Golwalkar resisted Shyama Prasad Mukherjee’s enthusiasm for the Sangh participation in elections. Only after several rounds of discussions, he agreed to allow formation of the Bharatiya Jan Sangh to function as its political wing. He also agreed to allow select Sangh functionaries to serve in the political wing. Deen Dayal Upadhyaya successor to Mukherjee from 1954 to 1966 maintained isolation of the Jan Sangh from other opposition even though the vote share of his party remained stuck at only eight per cent. Atal Behari goaded the Sangh chief to allow the party to at least to reach electoral understanding with others in the opposition. Golwalkar relented to see the amazing results. The Congress lost power in eight states and its majority in the Lok Sabha became razor thin of 30 members more than half. The experiment collapsed for various reasons. The massive mandate to Indira Gandhi in 1971 disheartened her opponents.

The Jan Sangh merged to form the Janata Party in 1977 but overshadow of the Sangh did not allow others to fully trust the former Sangh leaders to prompt Vajpayee to separate and launch new secular edifice. He shunned the influence of the Sangh in April 1980 but after the 1984 election disaster he had to admit that only heads had congregated in new edifice but legs were missing as the Sangh had refused to lend services of the Sangh as the election machinery. After futile efforts to be a political force, he and others surrendered to the Sangh in May 1989. Since then the BJP became from independent party to be only wing of the Sangh.

As the Prime Minister from 1998 to 2004, Vajpayee had realized he could not wield political influence unless approved by the Sangh chief. A decade later and after two defeats, the party was faced with the political challenge in 2014 when the Gujarat chief minister Narendra Modi emerged to stake his claims. Only after the Sangh chief ignored resistance within and named him to lead the party, Modi exposed his fangs. He made it clear that he would contest the election on economic issues only and relegate other main themes imposed by the Sangh since 1989. His approach was terrifying as only economic issue was fraught with danger for 89 years old philosophy pursuit of the Sangh.
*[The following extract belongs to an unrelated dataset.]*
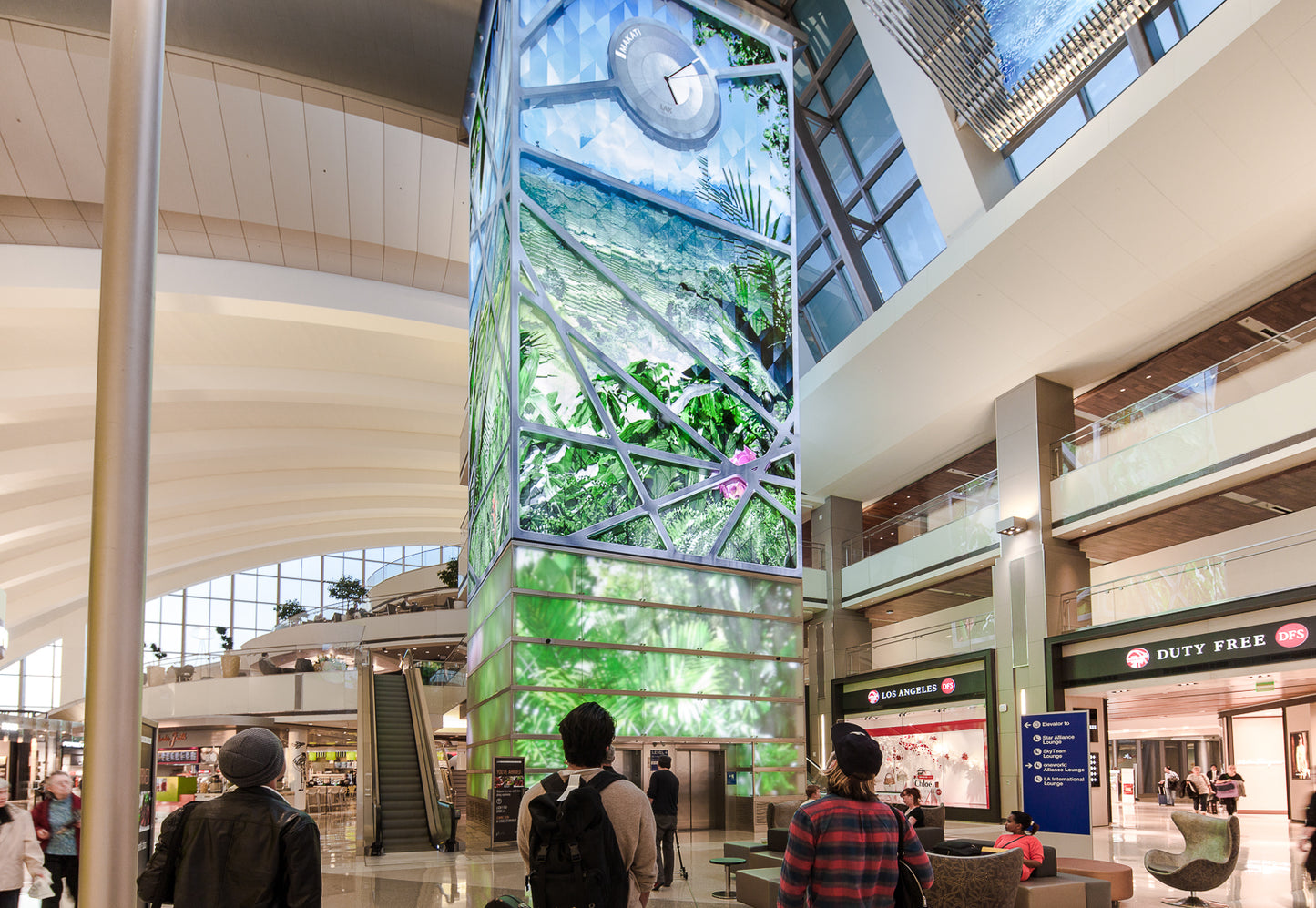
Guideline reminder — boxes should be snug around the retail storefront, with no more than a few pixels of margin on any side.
[833,650,1000,822]
[1046,597,1316,820]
The examples told that the economic comforts tend to make religious needs irrelevant. So Modi strategy spelt danger but the Sangh could not back out. Or perhaps, the Sangh did not expect the grand success to Modi. Hence it could afford to allow his indulgence. The outcome surprised everyone but shocked the Sangh as it indicated the futility of its work of nine decades.
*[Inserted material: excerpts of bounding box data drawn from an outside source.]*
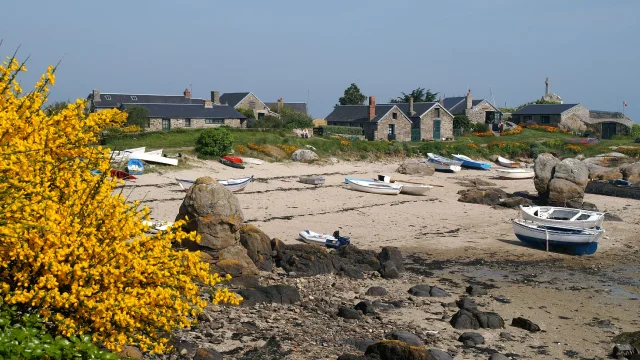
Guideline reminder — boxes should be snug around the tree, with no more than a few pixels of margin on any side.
[390,88,439,103]
[125,105,149,129]
[338,83,367,105]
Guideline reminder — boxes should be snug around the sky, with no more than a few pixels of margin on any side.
[0,0,640,122]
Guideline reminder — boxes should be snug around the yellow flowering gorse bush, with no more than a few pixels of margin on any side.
[0,58,239,352]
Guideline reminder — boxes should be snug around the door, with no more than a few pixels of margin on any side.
[433,120,442,140]
[387,124,396,141]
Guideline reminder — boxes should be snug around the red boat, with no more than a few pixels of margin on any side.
[109,169,136,180]
[222,155,242,164]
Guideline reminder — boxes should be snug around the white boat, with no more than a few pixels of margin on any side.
[498,156,522,168]
[520,206,605,229]
[176,175,253,192]
[349,180,402,195]
[129,153,178,166]
[240,157,264,165]
[512,219,604,255]
[496,169,536,179]
[299,230,350,248]
[427,153,462,172]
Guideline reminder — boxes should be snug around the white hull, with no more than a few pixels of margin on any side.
[496,169,536,179]
[520,206,604,229]
[129,153,178,166]
[349,180,402,195]
[498,156,521,168]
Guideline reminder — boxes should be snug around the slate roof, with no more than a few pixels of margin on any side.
[264,102,307,114]
[220,92,250,106]
[123,103,247,119]
[325,104,394,122]
[512,104,580,115]
[88,93,204,109]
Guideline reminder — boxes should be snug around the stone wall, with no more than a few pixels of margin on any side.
[420,105,453,140]
[374,108,411,141]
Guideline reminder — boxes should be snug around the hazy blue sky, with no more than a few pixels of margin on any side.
[0,0,640,121]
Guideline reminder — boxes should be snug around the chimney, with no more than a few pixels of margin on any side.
[211,90,220,105]
[278,98,284,112]
[369,96,376,121]
[409,96,416,116]
[544,77,549,96]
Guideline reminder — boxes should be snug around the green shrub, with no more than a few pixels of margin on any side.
[195,128,233,157]
[323,125,362,135]
[0,304,119,360]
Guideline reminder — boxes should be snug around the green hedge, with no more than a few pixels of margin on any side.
[323,125,362,135]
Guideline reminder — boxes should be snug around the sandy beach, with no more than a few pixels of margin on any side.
[123,159,640,359]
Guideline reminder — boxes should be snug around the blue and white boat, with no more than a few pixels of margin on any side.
[512,219,604,255]
[453,154,491,170]
[427,153,462,172]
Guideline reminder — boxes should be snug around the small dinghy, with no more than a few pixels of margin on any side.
[349,180,402,195]
[427,153,462,172]
[240,157,264,165]
[453,154,491,170]
[220,158,244,169]
[520,206,604,229]
[496,169,536,179]
[300,230,350,249]
[176,175,253,192]
[512,219,604,255]
[498,156,522,168]
[298,176,324,185]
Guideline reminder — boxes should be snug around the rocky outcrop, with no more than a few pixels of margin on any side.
[396,159,436,176]
[291,149,318,162]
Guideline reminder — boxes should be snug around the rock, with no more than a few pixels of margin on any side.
[458,332,484,347]
[396,159,436,176]
[456,297,478,311]
[240,224,273,271]
[378,246,404,272]
[458,188,508,206]
[117,345,142,360]
[467,285,488,296]
[449,309,480,330]
[238,284,301,306]
[338,306,362,320]
[364,340,430,360]
[587,164,622,180]
[176,177,244,251]
[511,317,540,332]
[193,348,224,360]
[353,300,377,315]
[380,261,400,279]
[533,153,560,196]
[291,149,318,162]
[620,161,640,185]
[548,178,584,209]
[364,286,387,296]
[427,349,453,360]
[489,353,509,360]
[384,331,424,346]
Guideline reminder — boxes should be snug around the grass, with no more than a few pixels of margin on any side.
[103,129,640,161]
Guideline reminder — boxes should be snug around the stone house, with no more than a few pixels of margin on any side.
[440,90,503,125]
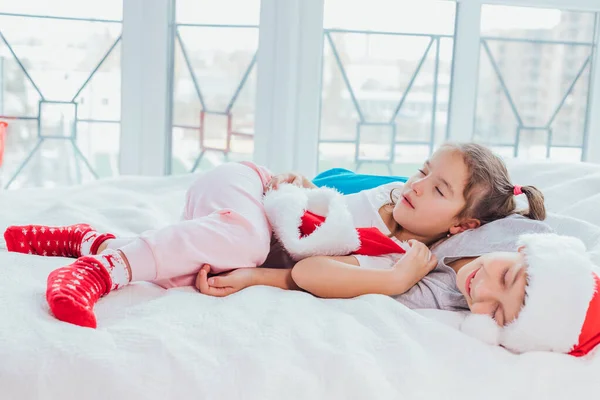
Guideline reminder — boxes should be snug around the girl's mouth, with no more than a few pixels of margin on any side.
[465,268,480,299]
[402,195,415,209]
The Sangh chief launched efforts in eight months to goad NaMo to come back to old themes. On the eve of the Republic Day celebrations Bhagwat spoke to rightist intellectuals to claim the BJP majority was won on the temple issue and the government must attend to it before people are disillusioned. The Prime Minister responded with enigmatic silence and no action to respond to the concealed threat. It was then the strategy was evolved to defeat him in the Bihar polls in 2015.

Soon after his victory leaders of three super powers came rushing to assess the man who had performed a political miracle to get a clear mandate for the symbol that had persistently failed since 1952 and that too after ten years of allegations of his communal approach. After the Bihar defeat, they became unavailable. Perhaps they could read in the Bihar defeat that NaMo was a secondary political entity. NaMo also gave up his goal of rapid economic development.

He adopted strategic measures to prove his political supremacy. Demonetization was part of it. So also was his winning astonishing majority in the Uttar Pradesh assembly poll in 2017, and astonishing victory in the Lok Sabha polls in 2019. He also won over the Bihar chief minister Nitish Kumar to coalition with his party.

His demonetization did not affect the deprived class and the Dalit as much as it caused hardships to the traditional vote base of the Party. The lock down may appear to have directly affected the working class in loss of jobs but then he provided them free food supply to survive. But its costs have to be met by the middle class in higher taxation from next year onward. It is difficult to confer that he was replying to the public statement of Mohan Bhagwat disowning him In March.

He remained unaffected as the lock down directive indicates. Even in the face of directive issued to the sevaks to keep away from supporting the BJP in Bihar, NaMo proved his politics can run to success without the Sangh. Even in the face of all prediction of dismal performance of the NDA in Bihar and clear disaffection he told power and put the BJP on top with 73 seats, twenty more than in the last election. He has given option to the party men to choose either him or the Sangh. Vajpayee had failed but NaMo told the Sangh to get off his wagon.